Chaque samedi, un financier différent répond à nos questions. Il donne sa lecture des marchés, offre son point de vue sur la Bourse et lance quelques conseils d'investissement. Cette semaine, Marc L'Écuyer, de Cote 100...

À votre avis, quel est l'événement le plus significatif des derniers jours à la Bourse?

Pour nous, c'est ce qui se passe en Europe. Cette semaine, c'est au tour de l'Irlande : il va y avoir un plan de sauvetage dont on ne connaît pas encore tous les détails. Mais, à notre avis, cela s'inscrit dans un long processus de désendettement des pays industrialisés qui est loin d'être terminé. Ce sera la toile de fond pour plusieurs années.

On va voir d'autres plans de sauvetage comme ça. En Europe, l'Espagne et le Portugal sont probablement les prochains sur la liste. Ailleurs, on ne sait trop comment ça va se dérouler, notamment pour certains États américains, ou encore au Japon qui est à un point de non retour. Le Canada est peut-être en meilleure posture, mais il n'échappera pas aux contrecoups.

Quel indicateur suivez-vous le plus attentivement en ce moment?

Malgré tout, on demeure assez positifs pour les marchés boursiers. Par contre, il y a une chose qui est inquiétante, c'est la déflation. Si l'économie a une croissance modérée, avec un peu d'inflation, les investisseurs pourront tirer leur épingle du jeu. Mais si on a de la déflation, ce sera excessivement difficile à la Bourse.

Ce qui nous intéresse, c'est les États-Unis. Depuis quelques mois, les indicateurs sont un peu inquiétants. Cet été, on voyait une déflation apparaître, mais elle était concentrée dans l'immobilier. Depuis quelques mois, la déflation se retrouve un peu partout, et plus seulement dans l'immobilier. On est d'avis que la Réserve fédérale américaine réussira à ramener de l'inflation aux États-Unis. Par contre, on ne peut pas en être certain. Et c'est le principal risque pour notre portefeuille.

Que feriez-vous avec 10 000$ à investir?

En ce moment, on ajouterait de l'argent dans les actions, et non pas dans les obligations. Par contre, on mise sur la qualité. On recherche des leaders en bonne santé financière, dans des secteurs peu ou pas cycliques, avec une présence à l'international pour profiter de la croissance dans les pays émergents.
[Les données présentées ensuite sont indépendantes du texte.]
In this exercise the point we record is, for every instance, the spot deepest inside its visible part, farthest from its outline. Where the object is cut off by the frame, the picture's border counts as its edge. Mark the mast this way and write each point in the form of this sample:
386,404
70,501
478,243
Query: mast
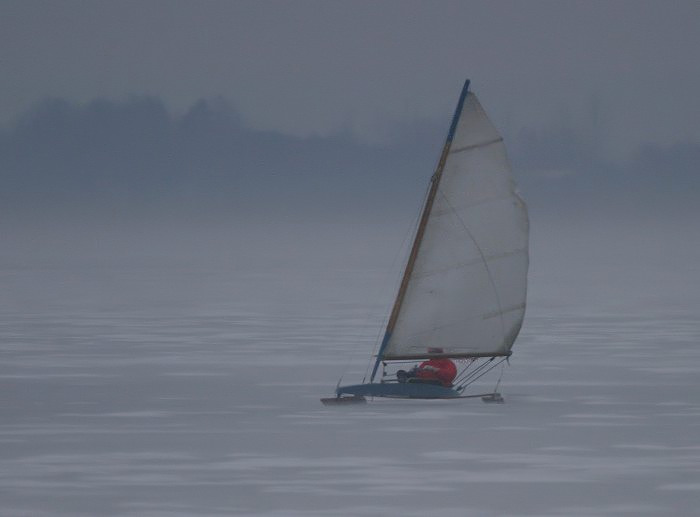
435,182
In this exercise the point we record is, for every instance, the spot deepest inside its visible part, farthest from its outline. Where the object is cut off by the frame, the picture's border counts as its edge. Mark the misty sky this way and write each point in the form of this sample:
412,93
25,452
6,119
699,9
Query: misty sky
275,101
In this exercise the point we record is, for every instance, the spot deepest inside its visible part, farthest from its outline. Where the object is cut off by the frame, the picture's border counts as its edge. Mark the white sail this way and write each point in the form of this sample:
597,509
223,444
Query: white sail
465,290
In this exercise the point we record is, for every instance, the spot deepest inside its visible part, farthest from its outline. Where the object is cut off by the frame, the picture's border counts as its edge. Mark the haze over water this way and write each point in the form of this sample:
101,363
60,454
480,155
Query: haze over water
189,384
204,212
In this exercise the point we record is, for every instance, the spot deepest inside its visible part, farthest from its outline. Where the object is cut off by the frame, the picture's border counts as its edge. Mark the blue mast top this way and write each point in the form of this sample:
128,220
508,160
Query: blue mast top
421,227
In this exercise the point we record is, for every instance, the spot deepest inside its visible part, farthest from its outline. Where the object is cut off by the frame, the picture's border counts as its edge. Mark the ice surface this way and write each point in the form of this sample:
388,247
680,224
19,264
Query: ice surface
176,390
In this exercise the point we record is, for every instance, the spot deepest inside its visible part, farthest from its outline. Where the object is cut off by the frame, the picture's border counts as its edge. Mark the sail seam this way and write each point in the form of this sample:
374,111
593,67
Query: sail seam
485,262
476,146
514,308
425,274
452,208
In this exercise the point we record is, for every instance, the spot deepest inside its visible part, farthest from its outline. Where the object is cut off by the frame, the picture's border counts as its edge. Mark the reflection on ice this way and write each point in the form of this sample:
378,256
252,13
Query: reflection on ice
164,394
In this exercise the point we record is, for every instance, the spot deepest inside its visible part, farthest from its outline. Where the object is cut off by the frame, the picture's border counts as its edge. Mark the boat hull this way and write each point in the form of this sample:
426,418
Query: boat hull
407,390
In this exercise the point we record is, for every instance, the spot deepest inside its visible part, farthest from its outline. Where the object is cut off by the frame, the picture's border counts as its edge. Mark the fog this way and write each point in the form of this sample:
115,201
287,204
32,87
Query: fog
205,210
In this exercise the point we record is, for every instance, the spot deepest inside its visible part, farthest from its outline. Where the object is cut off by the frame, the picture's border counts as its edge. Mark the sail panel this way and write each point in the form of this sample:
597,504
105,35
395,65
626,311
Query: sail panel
466,293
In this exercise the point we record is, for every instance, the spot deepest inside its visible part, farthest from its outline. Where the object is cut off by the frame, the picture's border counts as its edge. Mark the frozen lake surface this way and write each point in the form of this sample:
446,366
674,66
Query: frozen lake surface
193,389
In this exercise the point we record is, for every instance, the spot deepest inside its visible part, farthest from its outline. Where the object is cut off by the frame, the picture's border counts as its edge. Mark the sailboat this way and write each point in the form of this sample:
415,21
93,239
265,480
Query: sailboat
463,291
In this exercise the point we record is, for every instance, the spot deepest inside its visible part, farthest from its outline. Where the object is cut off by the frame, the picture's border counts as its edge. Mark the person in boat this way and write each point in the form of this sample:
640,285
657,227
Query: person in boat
436,370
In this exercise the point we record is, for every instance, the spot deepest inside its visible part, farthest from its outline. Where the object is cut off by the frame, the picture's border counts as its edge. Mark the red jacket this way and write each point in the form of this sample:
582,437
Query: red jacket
442,369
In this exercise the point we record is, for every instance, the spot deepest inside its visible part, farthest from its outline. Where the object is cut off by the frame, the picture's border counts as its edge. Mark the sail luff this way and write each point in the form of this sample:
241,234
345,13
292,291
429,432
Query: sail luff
435,181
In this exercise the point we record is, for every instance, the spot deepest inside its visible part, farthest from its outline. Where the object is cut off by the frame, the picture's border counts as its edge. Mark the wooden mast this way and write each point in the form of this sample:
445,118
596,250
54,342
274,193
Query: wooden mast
435,182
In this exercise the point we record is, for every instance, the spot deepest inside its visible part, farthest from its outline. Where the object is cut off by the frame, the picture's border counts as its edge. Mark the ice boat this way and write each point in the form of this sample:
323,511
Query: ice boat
463,290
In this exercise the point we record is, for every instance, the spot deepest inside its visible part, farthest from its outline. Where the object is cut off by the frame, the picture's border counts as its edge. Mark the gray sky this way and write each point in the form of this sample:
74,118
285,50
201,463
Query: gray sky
309,68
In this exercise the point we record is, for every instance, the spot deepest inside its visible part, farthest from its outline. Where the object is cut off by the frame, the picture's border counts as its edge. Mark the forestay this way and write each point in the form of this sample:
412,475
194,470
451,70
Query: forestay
465,291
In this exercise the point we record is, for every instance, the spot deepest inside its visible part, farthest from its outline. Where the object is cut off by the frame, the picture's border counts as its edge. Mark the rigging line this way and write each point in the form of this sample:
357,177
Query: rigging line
483,258
471,381
463,373
411,230
466,377
498,382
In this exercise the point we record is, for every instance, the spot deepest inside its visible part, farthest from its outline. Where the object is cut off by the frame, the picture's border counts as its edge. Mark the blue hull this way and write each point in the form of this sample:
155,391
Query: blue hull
399,390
Aux États-Unis, on aime bien des multinationales dans le secteur de la consommation comme Colgate Palmolive (NY, CL) et Kraft Foods (NY, KFT). Au Canada, on peut citer Thomson Reuters (TRI) qui est présente partout dans le monde, dans le secteur de l'information et des bases de données. Le Groupe CGI est aussi intéressant.

Quel placement évitez-vous à tout prix?

Les obligations en général, et plus particulièrement celles qui ont une échéance de 5 ans. Ce n'est pas que l'on est des partisans du discours inflationniste, mais on n'aime vraiment pas aller geler de l'argent à des taux dérisoires. À notre avis ce n'est pas très intéressant.

Qu'est-ce que les marchés sous-estiment le plus présentement?

On prévoit qu'il pourrait y avoir un ralentissement de l'économie mondiale, car les pays industrialisés vont continuer de se désendetter : il risque d'y avoir d'autres chocs. Cela pourrait être couplé d'un ralentissement dans les pays émergents. Pour l'instant, la Chine est repartie. Mais ce n'est pas soutenable à long terme si les Chinois ne développent pas leur consommation.

À date, le ralentissement de l'économie mondiale ne se reflète pas dans les marchés boursiers. Au contraire, depuis le début de l'année, ce sont les secteurs plus cycliques et plus sensibles à la reprise économique (matériaux, industriel) qui ont remonté le plus vite. Nous, on préfère rester dans les secteurs plus défensifs.

Marc l'Écuyer est gestionnaire de portefeuille au sein de l'équipe de gestion COTE 100 depuis 2003. Fondée par Guy Le Blanc en 1988, la firme de Saint-Bruno gère quelque 200 millions d'actifs pour des investisseurs privés.